L’omicidio di Reena Virk non fu solo un crimine di grande impatto emotivo per la comunità canadese, ma aprì un’importante riflessione sulla violenza tra adolescenti e sul ruolo che i media e la società giocano nella costruzione dell’immagine del “mostro” e della “vittima”. Reena era una ragazza di origine indiana, cresciuta in un contesto multiculturale, ma emarginata sia a scuola sia nella sua comunità.

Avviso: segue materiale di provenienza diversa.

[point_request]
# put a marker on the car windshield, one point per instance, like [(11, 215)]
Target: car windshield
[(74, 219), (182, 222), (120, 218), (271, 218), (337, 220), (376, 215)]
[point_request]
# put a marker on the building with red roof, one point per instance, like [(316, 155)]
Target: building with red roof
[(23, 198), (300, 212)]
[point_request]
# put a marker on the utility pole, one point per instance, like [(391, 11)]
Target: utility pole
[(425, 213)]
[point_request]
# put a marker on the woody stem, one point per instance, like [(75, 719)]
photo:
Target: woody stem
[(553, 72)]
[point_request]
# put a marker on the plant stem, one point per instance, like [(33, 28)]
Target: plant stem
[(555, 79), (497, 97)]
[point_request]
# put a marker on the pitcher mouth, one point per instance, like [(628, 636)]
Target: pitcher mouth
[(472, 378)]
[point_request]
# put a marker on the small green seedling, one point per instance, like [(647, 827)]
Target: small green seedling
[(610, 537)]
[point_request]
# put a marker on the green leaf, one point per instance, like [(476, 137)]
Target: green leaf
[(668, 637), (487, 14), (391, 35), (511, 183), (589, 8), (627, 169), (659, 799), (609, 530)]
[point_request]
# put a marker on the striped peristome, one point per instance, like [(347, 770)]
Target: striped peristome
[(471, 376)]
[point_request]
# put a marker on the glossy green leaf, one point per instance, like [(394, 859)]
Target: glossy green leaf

La sua morte fu sia il risultato di un’escalation di violenza fisica, ma rappresentò anche un’agonia psicologica che durava da tempo, radicata nelle tensioni sociali che i giovani, in particolare coloro che appartengono a minoranze etniche o culturali, affrontano quotidianamente.

La storia di Under the Bridge non si limita a ricostruire l’evento in sé, ma scava nei retroscena delle vite degli adolescenti coinvolti, evidenziando come la violenza che sfociò nell’omicidio sia solo la punta dell’iceberg di un disagio più profondo.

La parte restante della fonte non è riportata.